Since the order gets "filled" immidiately, I will not have any pending orders to cancel. And from the documentation, even if I use the stop-loss order, it inherits from the limit order.

Can you show me a simple example of how to implement an initial stop-loss on a system that has a Buy Order filled? The trailing element is well understood.

Below is a snippet of how I am implementing this:

Issue ENTRY as Market Order

        order = interface.market_order(
            symbol, side="buy", size=blankly.trunc(BuySize, 0))

        # Get RESPONSE
        order_response = order.get_response()

        # Update BREAKOUT variable
        variables["BREAKOUT"] = True

        # Append RESPONSE to "ORDERS"
        variables["ORDERS"].append(order_response)

        # Store the Position Size
        variables["POSITIONSIZE"] = BuySize

        if limit_orders_enabled:
            # Get limit order size and price
            limit_order_size = blankly.trunc(BuySize, 0)
            limit_order_price = blankly.trunc(ndExitLong[-2], 5)

            # Issue STOPLOSS as limit order
            stoploss_order = interface.limit_order(
                symbol,
                side="sell",
                price=limit_order_price,
                size=blankly.trunc(limit_order_size, 0),
            )

If price changes in a favourable direction my code does this:

if ( ndExitLong[-2] > variables["TRAILING_PRICE"] and current_status == "pending" ):

Update the Trailing Price

        variables["TRAILING_PRICE"] = ndExitLong[-2]
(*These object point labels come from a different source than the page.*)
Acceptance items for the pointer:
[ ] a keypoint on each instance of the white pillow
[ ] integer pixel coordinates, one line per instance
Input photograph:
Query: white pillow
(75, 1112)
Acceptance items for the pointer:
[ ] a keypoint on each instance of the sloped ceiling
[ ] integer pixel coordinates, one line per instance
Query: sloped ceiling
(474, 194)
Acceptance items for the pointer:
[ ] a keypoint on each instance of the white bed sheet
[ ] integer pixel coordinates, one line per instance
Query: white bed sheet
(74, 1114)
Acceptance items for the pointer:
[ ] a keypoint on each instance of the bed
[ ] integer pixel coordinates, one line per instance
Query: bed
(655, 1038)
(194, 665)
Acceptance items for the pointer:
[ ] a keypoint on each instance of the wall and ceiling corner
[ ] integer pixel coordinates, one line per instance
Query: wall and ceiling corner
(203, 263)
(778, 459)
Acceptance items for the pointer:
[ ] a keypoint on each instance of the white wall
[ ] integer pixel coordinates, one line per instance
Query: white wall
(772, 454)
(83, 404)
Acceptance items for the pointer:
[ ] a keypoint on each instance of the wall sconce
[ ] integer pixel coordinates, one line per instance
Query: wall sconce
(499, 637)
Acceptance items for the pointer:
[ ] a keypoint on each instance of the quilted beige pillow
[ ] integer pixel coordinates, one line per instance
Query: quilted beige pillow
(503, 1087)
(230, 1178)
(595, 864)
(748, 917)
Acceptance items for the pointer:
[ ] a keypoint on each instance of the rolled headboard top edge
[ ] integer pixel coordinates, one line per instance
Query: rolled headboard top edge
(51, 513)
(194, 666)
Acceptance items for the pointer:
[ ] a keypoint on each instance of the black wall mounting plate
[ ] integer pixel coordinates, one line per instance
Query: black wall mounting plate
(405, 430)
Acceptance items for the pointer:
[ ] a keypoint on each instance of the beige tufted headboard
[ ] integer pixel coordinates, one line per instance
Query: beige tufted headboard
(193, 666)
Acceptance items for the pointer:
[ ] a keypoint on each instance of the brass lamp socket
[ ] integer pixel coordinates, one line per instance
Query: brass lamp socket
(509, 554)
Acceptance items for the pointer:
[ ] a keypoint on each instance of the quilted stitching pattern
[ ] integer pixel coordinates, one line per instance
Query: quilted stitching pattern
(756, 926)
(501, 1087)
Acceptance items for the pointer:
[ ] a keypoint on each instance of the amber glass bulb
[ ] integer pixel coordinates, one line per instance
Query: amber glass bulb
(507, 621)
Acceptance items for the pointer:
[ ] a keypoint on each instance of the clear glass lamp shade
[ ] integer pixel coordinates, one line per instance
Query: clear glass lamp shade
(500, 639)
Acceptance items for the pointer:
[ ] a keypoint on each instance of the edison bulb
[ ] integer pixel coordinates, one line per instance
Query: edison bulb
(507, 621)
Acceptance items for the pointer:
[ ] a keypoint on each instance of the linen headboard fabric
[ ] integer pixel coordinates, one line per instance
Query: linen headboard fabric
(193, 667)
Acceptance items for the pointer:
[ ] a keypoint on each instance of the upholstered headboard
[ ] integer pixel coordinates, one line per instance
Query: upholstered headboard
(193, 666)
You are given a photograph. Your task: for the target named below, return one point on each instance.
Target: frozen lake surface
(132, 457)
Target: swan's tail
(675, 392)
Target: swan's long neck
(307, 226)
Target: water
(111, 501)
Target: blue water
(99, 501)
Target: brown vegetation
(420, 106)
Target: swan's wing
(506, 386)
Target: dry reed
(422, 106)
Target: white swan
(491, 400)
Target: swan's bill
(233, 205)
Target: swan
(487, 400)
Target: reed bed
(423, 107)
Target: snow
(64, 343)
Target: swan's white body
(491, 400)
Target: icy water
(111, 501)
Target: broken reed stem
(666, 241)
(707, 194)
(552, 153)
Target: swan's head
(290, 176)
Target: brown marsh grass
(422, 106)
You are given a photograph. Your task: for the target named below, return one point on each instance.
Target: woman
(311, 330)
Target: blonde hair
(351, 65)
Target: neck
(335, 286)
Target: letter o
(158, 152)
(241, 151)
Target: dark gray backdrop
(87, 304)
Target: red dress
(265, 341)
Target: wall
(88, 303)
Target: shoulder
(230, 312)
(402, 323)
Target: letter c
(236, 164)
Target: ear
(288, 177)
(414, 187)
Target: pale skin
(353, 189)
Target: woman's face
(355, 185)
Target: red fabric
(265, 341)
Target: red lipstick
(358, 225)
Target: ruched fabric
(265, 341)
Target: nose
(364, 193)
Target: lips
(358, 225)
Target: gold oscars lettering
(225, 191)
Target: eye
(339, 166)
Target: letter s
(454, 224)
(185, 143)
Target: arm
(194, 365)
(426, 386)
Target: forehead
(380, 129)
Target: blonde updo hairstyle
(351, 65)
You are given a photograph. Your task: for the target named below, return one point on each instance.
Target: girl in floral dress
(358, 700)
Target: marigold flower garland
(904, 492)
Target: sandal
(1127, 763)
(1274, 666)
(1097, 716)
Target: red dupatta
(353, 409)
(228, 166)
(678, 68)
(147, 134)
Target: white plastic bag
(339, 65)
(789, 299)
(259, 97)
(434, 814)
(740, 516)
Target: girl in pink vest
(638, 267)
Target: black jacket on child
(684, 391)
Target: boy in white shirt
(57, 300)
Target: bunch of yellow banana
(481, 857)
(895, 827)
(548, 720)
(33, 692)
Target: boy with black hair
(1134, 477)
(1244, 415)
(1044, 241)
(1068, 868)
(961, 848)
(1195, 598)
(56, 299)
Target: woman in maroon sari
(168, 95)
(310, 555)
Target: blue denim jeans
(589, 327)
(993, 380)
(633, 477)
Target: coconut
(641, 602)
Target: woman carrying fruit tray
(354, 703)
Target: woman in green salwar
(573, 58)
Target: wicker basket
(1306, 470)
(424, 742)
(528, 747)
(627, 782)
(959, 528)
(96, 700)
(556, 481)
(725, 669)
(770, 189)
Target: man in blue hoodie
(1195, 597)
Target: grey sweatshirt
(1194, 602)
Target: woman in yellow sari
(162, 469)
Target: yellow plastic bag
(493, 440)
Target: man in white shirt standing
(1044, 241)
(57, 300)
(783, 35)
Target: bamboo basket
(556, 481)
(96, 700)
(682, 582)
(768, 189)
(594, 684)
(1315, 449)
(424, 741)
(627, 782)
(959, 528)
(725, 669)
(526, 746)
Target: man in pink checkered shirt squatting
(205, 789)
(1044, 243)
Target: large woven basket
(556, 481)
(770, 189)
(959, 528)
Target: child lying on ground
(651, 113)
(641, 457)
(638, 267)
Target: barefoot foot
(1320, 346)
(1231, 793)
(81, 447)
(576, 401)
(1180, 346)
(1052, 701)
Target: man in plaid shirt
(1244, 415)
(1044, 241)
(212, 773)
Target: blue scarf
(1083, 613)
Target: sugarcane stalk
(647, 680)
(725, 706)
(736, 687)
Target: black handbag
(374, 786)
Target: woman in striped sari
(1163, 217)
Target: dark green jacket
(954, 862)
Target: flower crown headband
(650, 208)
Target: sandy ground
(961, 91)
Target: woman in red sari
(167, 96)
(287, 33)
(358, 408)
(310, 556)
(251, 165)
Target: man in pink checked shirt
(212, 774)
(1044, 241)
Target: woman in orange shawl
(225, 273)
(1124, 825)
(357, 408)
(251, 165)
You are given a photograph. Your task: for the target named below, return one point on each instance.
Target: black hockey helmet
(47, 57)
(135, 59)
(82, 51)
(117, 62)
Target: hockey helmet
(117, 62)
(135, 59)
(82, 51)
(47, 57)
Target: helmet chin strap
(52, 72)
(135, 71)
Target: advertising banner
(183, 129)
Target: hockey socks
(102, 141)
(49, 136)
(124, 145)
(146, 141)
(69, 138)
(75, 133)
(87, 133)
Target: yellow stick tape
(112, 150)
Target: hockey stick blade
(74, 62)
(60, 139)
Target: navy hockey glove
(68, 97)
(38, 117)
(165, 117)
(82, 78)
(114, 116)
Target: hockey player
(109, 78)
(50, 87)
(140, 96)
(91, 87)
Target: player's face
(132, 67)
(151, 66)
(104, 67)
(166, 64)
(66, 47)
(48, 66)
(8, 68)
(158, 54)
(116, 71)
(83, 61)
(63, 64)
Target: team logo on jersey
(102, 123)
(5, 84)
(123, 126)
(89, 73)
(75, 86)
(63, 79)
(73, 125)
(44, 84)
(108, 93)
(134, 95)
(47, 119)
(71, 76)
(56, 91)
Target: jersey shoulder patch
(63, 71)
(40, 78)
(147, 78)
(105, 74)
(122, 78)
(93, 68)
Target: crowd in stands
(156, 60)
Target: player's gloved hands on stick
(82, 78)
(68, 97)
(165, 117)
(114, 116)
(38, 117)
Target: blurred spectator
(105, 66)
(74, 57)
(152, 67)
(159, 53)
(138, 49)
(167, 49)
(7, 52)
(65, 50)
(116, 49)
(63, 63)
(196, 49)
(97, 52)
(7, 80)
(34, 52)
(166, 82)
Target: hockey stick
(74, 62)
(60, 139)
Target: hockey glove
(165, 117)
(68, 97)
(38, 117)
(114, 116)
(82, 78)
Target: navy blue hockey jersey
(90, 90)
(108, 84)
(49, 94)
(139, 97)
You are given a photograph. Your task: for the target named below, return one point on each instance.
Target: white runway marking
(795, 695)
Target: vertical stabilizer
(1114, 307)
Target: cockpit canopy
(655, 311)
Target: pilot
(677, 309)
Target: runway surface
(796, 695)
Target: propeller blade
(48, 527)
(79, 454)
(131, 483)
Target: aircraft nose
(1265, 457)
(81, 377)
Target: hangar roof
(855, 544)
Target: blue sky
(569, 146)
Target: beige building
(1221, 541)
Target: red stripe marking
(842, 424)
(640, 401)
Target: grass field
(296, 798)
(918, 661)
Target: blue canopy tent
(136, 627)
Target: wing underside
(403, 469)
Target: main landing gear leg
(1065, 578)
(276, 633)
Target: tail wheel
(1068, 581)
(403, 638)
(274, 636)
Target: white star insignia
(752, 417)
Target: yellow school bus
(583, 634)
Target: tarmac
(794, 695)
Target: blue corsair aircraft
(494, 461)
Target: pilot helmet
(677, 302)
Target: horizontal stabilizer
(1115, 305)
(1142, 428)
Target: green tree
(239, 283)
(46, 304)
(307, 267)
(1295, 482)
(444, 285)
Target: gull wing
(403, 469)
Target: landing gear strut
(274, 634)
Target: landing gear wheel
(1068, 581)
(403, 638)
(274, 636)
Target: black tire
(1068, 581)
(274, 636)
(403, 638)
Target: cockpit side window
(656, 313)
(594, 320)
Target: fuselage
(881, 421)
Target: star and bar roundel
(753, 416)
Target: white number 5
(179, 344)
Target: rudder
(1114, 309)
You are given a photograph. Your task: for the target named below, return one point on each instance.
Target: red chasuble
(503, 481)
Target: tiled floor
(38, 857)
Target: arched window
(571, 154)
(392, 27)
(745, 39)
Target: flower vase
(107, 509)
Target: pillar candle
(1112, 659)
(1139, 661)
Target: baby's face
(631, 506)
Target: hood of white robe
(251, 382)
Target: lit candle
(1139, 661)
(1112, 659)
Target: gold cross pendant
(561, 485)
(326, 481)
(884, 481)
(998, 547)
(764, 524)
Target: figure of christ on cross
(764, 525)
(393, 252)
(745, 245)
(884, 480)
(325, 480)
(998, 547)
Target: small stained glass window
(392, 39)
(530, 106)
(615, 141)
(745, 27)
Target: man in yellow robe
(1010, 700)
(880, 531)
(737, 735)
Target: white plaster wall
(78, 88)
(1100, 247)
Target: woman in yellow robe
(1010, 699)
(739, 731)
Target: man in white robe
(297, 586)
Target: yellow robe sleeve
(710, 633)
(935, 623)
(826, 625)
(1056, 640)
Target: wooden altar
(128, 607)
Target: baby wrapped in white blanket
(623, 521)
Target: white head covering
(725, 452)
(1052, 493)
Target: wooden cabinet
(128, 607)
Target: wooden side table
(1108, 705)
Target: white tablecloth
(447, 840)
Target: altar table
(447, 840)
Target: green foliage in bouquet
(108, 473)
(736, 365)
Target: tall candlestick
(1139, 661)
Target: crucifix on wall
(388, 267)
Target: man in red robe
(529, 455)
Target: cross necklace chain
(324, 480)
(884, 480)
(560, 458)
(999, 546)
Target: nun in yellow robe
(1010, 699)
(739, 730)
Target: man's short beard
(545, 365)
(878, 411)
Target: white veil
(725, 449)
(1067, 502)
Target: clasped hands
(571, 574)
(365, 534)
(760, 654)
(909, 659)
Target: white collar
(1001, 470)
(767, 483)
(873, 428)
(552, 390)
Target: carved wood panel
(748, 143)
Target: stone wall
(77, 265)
        # Cancel the current Limit order
        interface.cancel_order(symbol, order_id)

        # Flag Limit orders as None
        variables["ORDER"] = None

        # Get Updated base available
        base_avail = interface.account[state.base_asset].available

        # Get limit order size and price
        updated_limit_order_size = (
            current_size
            if current_size < base_avail
            else base_avail
        )

        # Ensure order is not below minimum
        updated_limit_order_size = max(updated_limit_order_size, min_units)

        updated_limit_order_price = blankly.trunc(
            variables["TRAILING_PRICE"], 5
        )

        # Issue UPDATED STOPLOSS as limit order
        updated_stoploss_order = interface.limit_order(
            symbol,
            side="sell",
            price=updated_limit_order_price,
            size=blankly.trunc(updated_limit_order_size, 0),
        )
Gobo85 commented 1 year ago

Hi @EmersonDove ,

Can you clarify if the stop_loss_order(symbol, price, size) -> StopLossOrder, would be able to achieve the intended purpose for both Buy and Sell stop protection? Rather than using the limit order as I currently use it?

EmersonDove commented 1 year ago

I recommend using a limit order for now actually until you start going live and optimizing it later because as I said above the exchanges have conditional support for stop orders and behavior can be different.

A stop limit can allow you to achieve your intended purpose which is different than a stop loss like you said above. A stop limit just tells the exchange that it should open a limit order on the wrong side of the order book to sell out when the price drops to a certain point.

There are some great videos by coinbase that give a good overview of limit orders and stop limits.

Gobo85 commented 1 year ago

Thanks for the prompt response, I shall continue to explore the options as recommended.